最近では、日本においてもMBAを取得する人が増えてきているように思います。経営学を専門に学ぶということは、将来自らが起業をしたり、はたまた企業の中で経営に参画したりする人に必要のように感じられます。しかしながら、起業をすることや経営と経営学を学ぶことが、必ずしも一致していないようにも思います。なぜなら一流大学のMBAを取得しても、実際の経営に生かせていないことが多いのが現状です。では、MBAを本当に取る意味とは?そして今後の経営学はどうなって行くのでしょうか?この本では今後の経営学の在り方について詳しく述べられています。
変わりつつある市場における経営学
ハーバード大学大学院経営学研究科(HBS)は、2008年で100周年を迎えました。運営者達は、この100周年を経営学とはどうあるべきか、特にMBA課程はどうあるべきか問いかける良い機会だと考えました。この問いに答えるためには、最も優秀な経営学大学院が何を実践しているか見る必要があります。ハーバード大学、欧州経営大学院(INSEAD)、シカゴ大学、エール大学、スタンフォード大学、クリエイティブリーダーシップ・センター(CCL)などの一流経営学大学院は、経営学の流れの先を行く「先導者」です。上記の大学が取った行動は多くの場合、残りの高等教育に広がります。同大学の学部長や教授陣が経営学とはどうあるべきか語る時、同業者達はその話に耳を傾けます。
表面上、MBAの市場は「健全」に見えます。米国では、なんらかの形で経営学修士号を取得しようとする生徒の数が1969年から1970年は約21,000人でしたが、2006年から2007年は約150,000人と増加しました。しかし、MBA市場および修士号そのものは過渡期にあります。数十年前、MBA課程はほぼ一様に2年間のプログラムでした。
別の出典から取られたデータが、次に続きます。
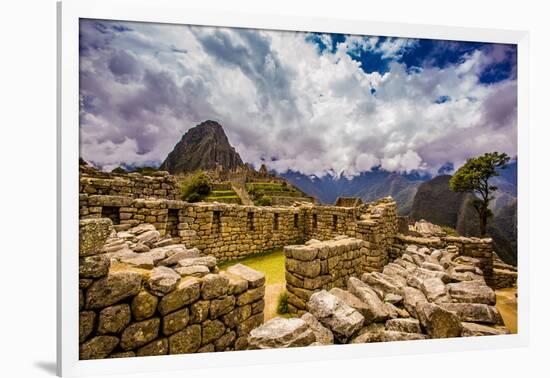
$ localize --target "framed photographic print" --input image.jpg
[58,1,529,375]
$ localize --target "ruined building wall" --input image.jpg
[80,168,180,200]
[303,206,361,240]
[80,194,402,264]
[390,234,500,286]
[285,236,367,313]
[79,218,265,359]
[80,195,305,261]
[356,198,397,272]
しかし、現在、従来の修士号に取って代わるプログラムが沢山出てきています。例えば、生徒はMBA課程を1年制、定時制、通信制から選ぶことができますし、あるいは従来の教育環境の外で行う集中的なワークショップやセミナーに参加することができます。調査では、現在、全日制のMBA 市場に空洞化が起こっているとの結果が出ています。
MBA課程の生徒も変化を見せています。1998年、GMAT(大学を卒業した米国人の語学力や数学力を判定する試験。大学院へ入るための標準的な入学試験)を受け、一流の大学院へスコアを提出した生徒の内、米国大学へ留学した外国人の割合は24%でした。しかし、2007年までに、同じように一流の大学院へスコアを提出した生徒の42%を外国人が占めるようになりました。その内訳は、21%がインド人、8%が中国人です。これに加え、定時制のプログラムがすでに仕事をしている生徒を、エグゼクティブ・プログラムが中堅のビジネスマンをひきつけています。実際、入学者が増えているのは定時制とエグゼクティブ課程です。これを受け一流の大学院を除くすべての大学院が、任期制の非常勤職員や実務を教える教授を雇うことでMBA課程に対する要望に対応しています。
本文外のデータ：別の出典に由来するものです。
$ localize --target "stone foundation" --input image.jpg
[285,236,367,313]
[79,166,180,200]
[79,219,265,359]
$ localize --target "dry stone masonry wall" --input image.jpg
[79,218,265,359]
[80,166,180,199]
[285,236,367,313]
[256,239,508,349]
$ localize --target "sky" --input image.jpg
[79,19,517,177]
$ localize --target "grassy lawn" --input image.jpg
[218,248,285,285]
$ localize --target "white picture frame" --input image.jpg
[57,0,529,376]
過去、生徒は自分達のキャリアの出発点としてMBA課程を選んでいました。今も同じように選んでいる生徒がいる一方で、リスクは大きいですが、MBA課程を転職するための1つの手段として利用する人もいます。雇用主は今でも一流課程の卒業生を雇用する傾向にありますが、MBAを取得した生徒の市場は変わりました。経営学修士号を取得することはもはや、最高のキャリアをつかむための「約束された確実な方法」ではありません。企業が内部昇格を行ったり、学士号取得者を採用したり、他の学部卒業の学生(科学など)を雇用したりするため、MBA課程の卒業生の中には就職戦線で立ち往生してしまっている人がいます。
MBA取得とは、過去においては1つのブランドでした。しかし、その名前ばかりが先行しすぎ、取得する人があまりにも多くなってしまったということが問題なのかもしれません。実際2年間のカリキュラムを行わねばならないのに、取得希望者を増やすための施策が、MBAの地位を下げてしまったのではないでしょうか。